Before running large-scale training, users are strongly encouraged to:
Explore the test suite
Understand data handling and normalization
Validate diffusion and architecture choices
Tune hyperparameters using small debug runs
This approach minimizes wasted compute time and ensures correct scientific usage.
Why Testing is Essential
Climate downscaling models involve:
Complex neural architectures
Sophisticated diffusion formulations
Large-scale data processing
Multi-GPU parallelization
Numerical precision requirements
Without proper testing, errors can:
Waste computational resources (days of GPU time)
Produce scientifically invalid results
Mask underlying implementation bugs
Compromise reproducibility
Recommended Workflow
Unit Tests: Run tests for individual components
python tests/test_all.pyIntegration Tests: Test data loading and model initialization
python tests/test_integration.pySmall-scale Debug Runs: Train on a small subset
# Use debug mode in setup script debug=true num_epochs=1 batch_size=4
Validation: Check against known baselines
Test Coverage
IPSL-AID includes tests for:
Data loading and preprocessing
Diffusion model implementations (VE, VP, EDM, iDDPM)

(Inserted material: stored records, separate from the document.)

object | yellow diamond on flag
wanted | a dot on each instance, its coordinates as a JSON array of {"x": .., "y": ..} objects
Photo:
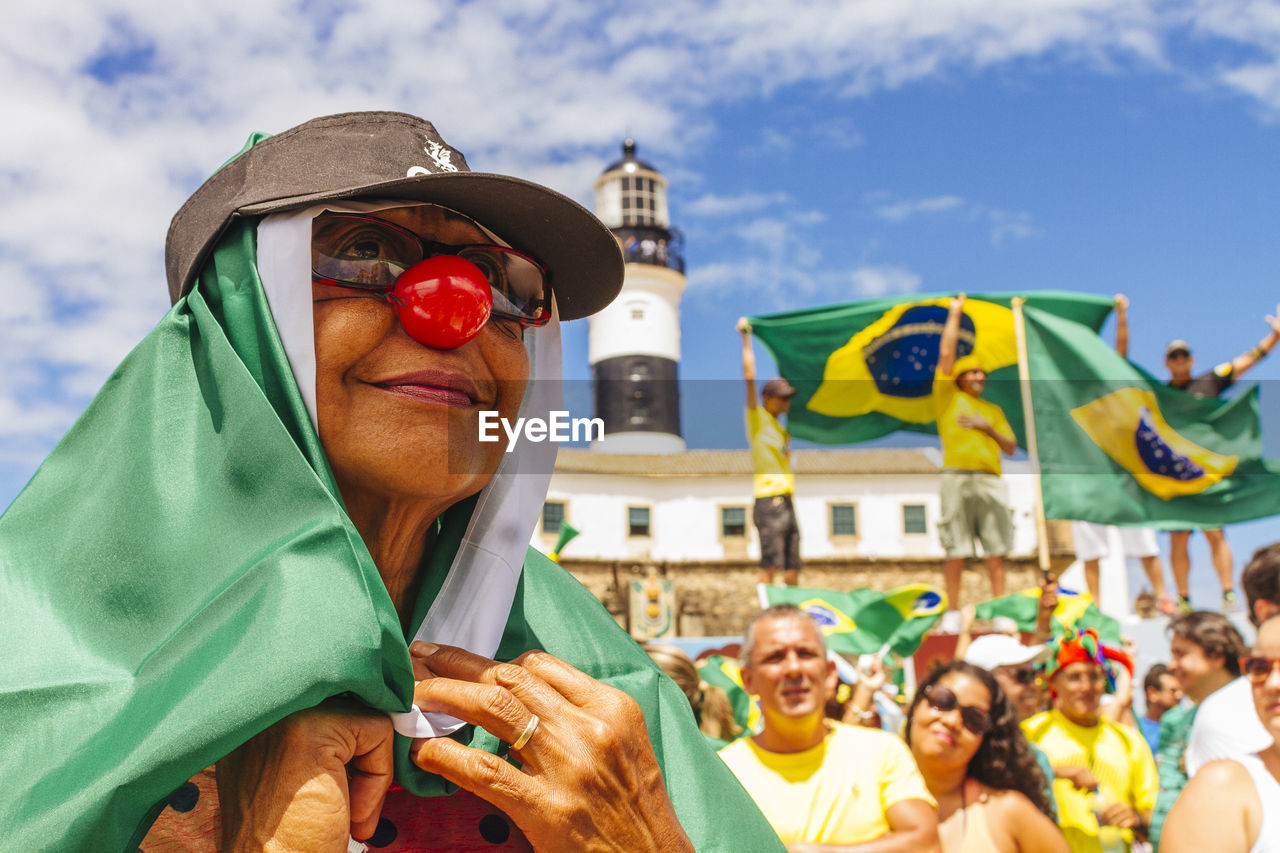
[
  {"x": 1127, "y": 424},
  {"x": 888, "y": 365},
  {"x": 830, "y": 619}
]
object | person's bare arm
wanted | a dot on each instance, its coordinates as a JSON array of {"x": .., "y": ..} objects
[
  {"x": 950, "y": 337},
  {"x": 913, "y": 828},
  {"x": 309, "y": 781},
  {"x": 1123, "y": 325},
  {"x": 1119, "y": 711},
  {"x": 1221, "y": 789},
  {"x": 1246, "y": 360},
  {"x": 588, "y": 778},
  {"x": 1031, "y": 829},
  {"x": 748, "y": 360}
]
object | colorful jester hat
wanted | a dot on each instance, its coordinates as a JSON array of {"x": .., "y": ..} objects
[{"x": 1084, "y": 647}]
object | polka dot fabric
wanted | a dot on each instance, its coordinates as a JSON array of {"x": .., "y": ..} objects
[{"x": 461, "y": 824}]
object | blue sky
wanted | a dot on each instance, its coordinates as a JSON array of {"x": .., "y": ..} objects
[{"x": 817, "y": 153}]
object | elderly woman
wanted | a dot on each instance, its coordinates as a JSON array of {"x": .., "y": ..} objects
[
  {"x": 284, "y": 487},
  {"x": 1242, "y": 794},
  {"x": 964, "y": 735}
]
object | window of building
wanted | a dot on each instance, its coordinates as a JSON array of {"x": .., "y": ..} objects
[
  {"x": 844, "y": 520},
  {"x": 732, "y": 521},
  {"x": 639, "y": 201},
  {"x": 553, "y": 516},
  {"x": 914, "y": 519},
  {"x": 638, "y": 521}
]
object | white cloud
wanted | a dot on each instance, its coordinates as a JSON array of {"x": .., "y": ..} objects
[
  {"x": 117, "y": 109},
  {"x": 904, "y": 210},
  {"x": 716, "y": 205},
  {"x": 883, "y": 281},
  {"x": 1004, "y": 224}
]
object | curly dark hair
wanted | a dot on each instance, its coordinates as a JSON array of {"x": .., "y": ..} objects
[{"x": 1004, "y": 760}]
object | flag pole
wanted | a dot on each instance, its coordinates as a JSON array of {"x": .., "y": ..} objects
[{"x": 1024, "y": 381}]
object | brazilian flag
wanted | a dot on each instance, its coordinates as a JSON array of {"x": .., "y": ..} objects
[
  {"x": 863, "y": 621},
  {"x": 1074, "y": 610},
  {"x": 726, "y": 674},
  {"x": 1118, "y": 446},
  {"x": 865, "y": 369}
]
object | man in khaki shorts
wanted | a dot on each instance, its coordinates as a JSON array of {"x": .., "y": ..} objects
[
  {"x": 772, "y": 480},
  {"x": 974, "y": 433}
]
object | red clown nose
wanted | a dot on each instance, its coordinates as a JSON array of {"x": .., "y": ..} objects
[{"x": 442, "y": 301}]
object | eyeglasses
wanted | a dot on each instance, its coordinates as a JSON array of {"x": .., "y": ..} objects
[
  {"x": 1258, "y": 669},
  {"x": 369, "y": 254},
  {"x": 944, "y": 699}
]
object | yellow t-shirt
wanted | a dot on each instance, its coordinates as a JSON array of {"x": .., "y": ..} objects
[
  {"x": 1120, "y": 761},
  {"x": 835, "y": 793},
  {"x": 771, "y": 454},
  {"x": 967, "y": 448}
]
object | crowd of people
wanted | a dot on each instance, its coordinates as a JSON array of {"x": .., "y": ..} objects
[
  {"x": 1019, "y": 744},
  {"x": 301, "y": 612}
]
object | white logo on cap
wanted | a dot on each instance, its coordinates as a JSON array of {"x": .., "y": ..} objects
[{"x": 439, "y": 155}]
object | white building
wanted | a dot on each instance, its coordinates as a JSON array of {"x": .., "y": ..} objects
[{"x": 696, "y": 505}]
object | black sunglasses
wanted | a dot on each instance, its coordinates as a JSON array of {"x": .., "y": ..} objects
[{"x": 942, "y": 699}]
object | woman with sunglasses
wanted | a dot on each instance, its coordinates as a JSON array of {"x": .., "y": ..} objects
[
  {"x": 1242, "y": 794},
  {"x": 278, "y": 534},
  {"x": 976, "y": 762}
]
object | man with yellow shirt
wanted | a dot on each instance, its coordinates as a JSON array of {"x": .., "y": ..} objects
[
  {"x": 974, "y": 433},
  {"x": 773, "y": 483},
  {"x": 1105, "y": 778},
  {"x": 823, "y": 785}
]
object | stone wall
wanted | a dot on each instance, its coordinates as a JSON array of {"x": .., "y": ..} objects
[{"x": 717, "y": 598}]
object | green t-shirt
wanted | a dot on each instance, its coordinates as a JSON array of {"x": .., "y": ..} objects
[{"x": 1175, "y": 730}]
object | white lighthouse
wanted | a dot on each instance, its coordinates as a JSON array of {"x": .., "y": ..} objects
[{"x": 634, "y": 343}]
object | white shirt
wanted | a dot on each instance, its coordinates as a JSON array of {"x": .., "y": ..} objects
[
  {"x": 1225, "y": 726},
  {"x": 1269, "y": 793}
]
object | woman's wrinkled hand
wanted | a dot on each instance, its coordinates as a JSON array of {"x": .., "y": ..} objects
[
  {"x": 307, "y": 783},
  {"x": 588, "y": 780}
]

UNet architectures and variants
Loss functions and training loops
Inference and sampling procedures
Evaluation metrics and diagnostics
Debugging Tips
Use torch.autograd.set_detect_anomaly(True) during development
Monitor GPU memory usage with nvidia-smi
Check numerical stability with gradient norms
Validate data normalization and scaling
Remember: Test first, scale later. A few hours of testing can save days of wasted computation.